Con los años, ese reto destemplado -"¡Qué
mirái, chiquilla intrusa!"-, que está tan
fresco en mi memoria como cuando fue emitido por la iñora
aquella, ha venido adquiriendo sentido de profecía.
El periodismo, carrera que estudié sin demasiada seguridad
en lo que estaba haciendo, es intrusión. Es "introducirse
sin derecho", como define el diccionario de la Real Academia.
Y es también lo que permite al intruso "alternar
con personas de condición superior a la suya", según
reza una segunda acepción.
Digamos que "superior" es un calificativo antipático
y tonto, porque quién tiene la facultad de establecer
la superioridad o inferioridad de unos sobre otros, salvo que
uno se apegue a los organigramas y a los escalafones. Naturalmente
una actitud como ésa debería inhabilitar para
el ejercicio del periodismo, pero en nuestro país durante
muchos años las cosas han tendido a darse así;
mientras más fidelidad demuestre el "periodista"
hacia la autoridad, mayores réditos cosecha.

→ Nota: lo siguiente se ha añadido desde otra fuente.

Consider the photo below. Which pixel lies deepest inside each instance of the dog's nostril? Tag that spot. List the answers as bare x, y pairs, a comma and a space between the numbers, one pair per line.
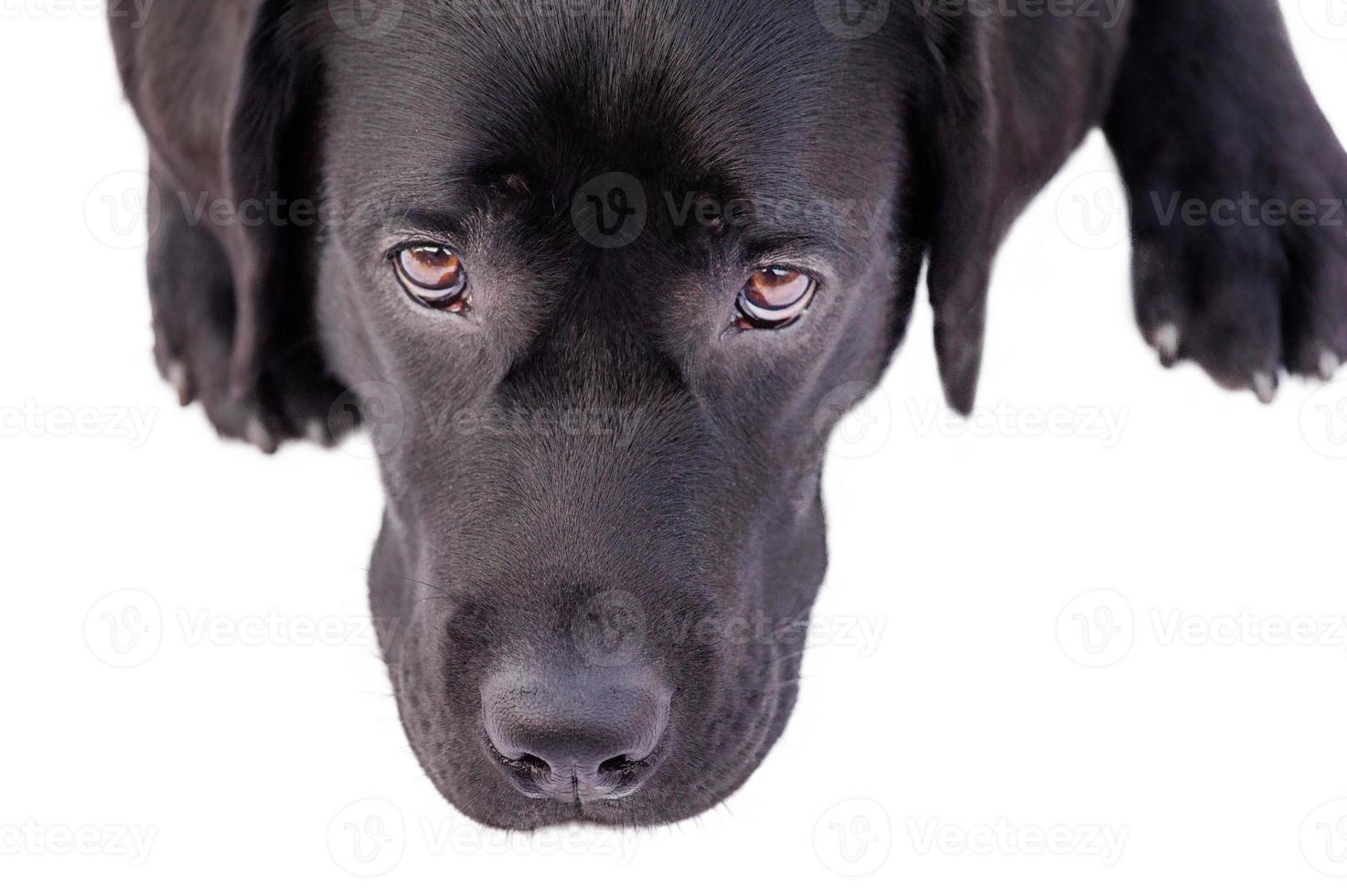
575, 737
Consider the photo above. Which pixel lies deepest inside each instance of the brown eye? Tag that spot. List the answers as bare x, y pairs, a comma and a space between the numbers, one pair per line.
775, 298
434, 276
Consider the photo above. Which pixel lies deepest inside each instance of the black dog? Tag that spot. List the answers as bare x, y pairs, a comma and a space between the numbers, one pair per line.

Hecha esta salvedad, el periodista-intruso tiene la facultad
de alternar con "personas de condición diferente
a la suya", lo que, en rigor, engloba a la humanidad toda.
Siendo tan iguales, cada uno es único y, por eso mismo,
diferente al resto. Esto es, precisamente, lo que hace tan atractiva
la intrusión, que, en definitiva, se convirtió
en mi oficio, en mi profesión, en la forma en que me
gano la vida, tanto material como existencialmente.